Please describe the problem.
I'm starting to slowly migrate my personal data collection (530GB 3.7M files) under git-annex. I'm going piece by piece, and not yet giving up my other synchronization methods (yet); thus I need to stay in direct mode.
I initially found that git annex
commands were quite slow, but I was able to address that by adding all my "not yet included" directories to .gitignore
at the root of the working tree. Unfortunately, git annex proxy
remains super slow, because I notice that it does not include --exclude-standard
in its calls to ls-files, and thus does not respect .gitignore
. Here's an example from the --debug
log:
read: git ["--git-dir=../../../../../.git","--work-tree=../../../../..","--literal-pathspecs","-c","core.bare=false","ls-files","--others","-z","--","../../../../.."]
As a result, I was very shocked to learn that (25 min later), git annex proxy
was still setting up, and had duplicated 140GB of untracked files!
My end goal is actually just to add files directly to the git repo, bypassing the annex, in spite of being in direct mode. (I can do this with the largefiles attribute, but I'd like to be able to control it directly irrespective of size.)
What steps will reproduce the problem?
git annex proxy --debug -- git commit myfile -m foo
What version of git-annex are you using? On what operating system?
Version 6.20170520 on Mac OS 10.13.4.
Please provide any additional information below.
# If you can, paste a complete transcript of the problem occurring here.
# If the problem is with the git-annex assistant, paste in .git/annex/daemon.log
# End of transcript or log.
Have you had any luck using git-annex before? (Sometimes we get tired of reading bug reports all day and a lil' positive end note does wonders)
Today is my first day trying it out! It's fabulous so far, but I'm at the beginning of the learning curve.
Yay, git-annex proxy is deprecated and just passes through to git, since direct mode was eliminated. done --Joey
It wouldn't have actually copied 140 gb of files, unless you're using git-annex on a filesystem that does not support hard links. If it used hard links, it would not waste much space while running.
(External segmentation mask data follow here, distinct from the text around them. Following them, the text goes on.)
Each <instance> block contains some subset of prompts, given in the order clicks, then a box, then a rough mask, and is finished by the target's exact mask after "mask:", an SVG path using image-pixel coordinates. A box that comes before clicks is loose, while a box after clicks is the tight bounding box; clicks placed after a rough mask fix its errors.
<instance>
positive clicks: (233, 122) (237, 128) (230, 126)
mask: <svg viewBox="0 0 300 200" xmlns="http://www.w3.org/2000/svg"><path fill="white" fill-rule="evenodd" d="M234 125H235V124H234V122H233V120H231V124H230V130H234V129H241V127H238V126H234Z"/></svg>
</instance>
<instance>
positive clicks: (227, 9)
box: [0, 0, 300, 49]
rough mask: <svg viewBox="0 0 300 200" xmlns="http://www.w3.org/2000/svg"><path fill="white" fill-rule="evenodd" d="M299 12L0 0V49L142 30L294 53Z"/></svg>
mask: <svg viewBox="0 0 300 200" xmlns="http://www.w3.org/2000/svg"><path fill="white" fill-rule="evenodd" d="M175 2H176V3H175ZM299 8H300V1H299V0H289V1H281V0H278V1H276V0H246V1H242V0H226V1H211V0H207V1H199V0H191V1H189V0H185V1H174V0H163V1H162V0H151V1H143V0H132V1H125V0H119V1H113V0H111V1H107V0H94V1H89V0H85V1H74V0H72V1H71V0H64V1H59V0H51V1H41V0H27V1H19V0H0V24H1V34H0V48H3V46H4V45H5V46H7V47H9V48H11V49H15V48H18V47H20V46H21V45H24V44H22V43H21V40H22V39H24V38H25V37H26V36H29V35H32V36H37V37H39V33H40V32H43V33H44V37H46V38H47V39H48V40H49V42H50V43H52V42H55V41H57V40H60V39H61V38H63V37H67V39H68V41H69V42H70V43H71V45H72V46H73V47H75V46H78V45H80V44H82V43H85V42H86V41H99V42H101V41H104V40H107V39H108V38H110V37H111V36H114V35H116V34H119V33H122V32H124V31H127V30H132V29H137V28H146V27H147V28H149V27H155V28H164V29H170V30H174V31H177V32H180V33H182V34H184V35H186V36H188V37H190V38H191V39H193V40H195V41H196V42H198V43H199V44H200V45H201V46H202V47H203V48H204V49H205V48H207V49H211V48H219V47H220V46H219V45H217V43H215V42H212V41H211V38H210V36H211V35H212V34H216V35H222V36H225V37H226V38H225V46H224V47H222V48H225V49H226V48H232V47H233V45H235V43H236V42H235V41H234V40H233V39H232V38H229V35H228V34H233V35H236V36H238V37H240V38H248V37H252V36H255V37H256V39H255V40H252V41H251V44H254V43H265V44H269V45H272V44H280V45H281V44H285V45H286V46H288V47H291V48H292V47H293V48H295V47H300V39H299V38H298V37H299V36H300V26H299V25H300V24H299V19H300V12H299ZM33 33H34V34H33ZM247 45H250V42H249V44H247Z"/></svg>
There may be edge cases where, if git-annex proxy did not copy/hard link ignored files from the work tree to its temporary directory, the proxied git command would not behave the same as an unproxed git command.
Let's see, such edge cases would have to involve a gitignored file that is still somehow affected by the proxied git command.
The obvious case is, you have
.*
gitignored, and you rungit annex proxy -- git add .foo --force
to add the ignored file. If git-annex didn't copy.foo
, that would fail, albeit in a fairly obvious way.Another problem case: You have
.*
gitignored, and you have a local file.foo
which is not checked in. You rungit annex proxy -- git merge branch
, and the branch happens to add.foo
with different contents. The merge would normally fail, because there are conflicting changes in the working tree. If proxy were changed, the proxied merge would succeed. The local changes in this case get lost. I've verified that this change causes data loss in this situation.So, the current behavior is the safe and right behavior; git-annex should not lose data by default to optimise for an unusual edge case.
It could be an option, but it would have to be flagged as causing data loss in some situations involving local modifications to gitignored files, and causing proxied git behavior to differ from non-proxied git behavior in other situations. I don't know if the potential benefit is worth the foot-gun potential.
The code change is very simple if you want to play with it. In Command/Proxy.hs find the Git.LsFiles line and change "True" to "False".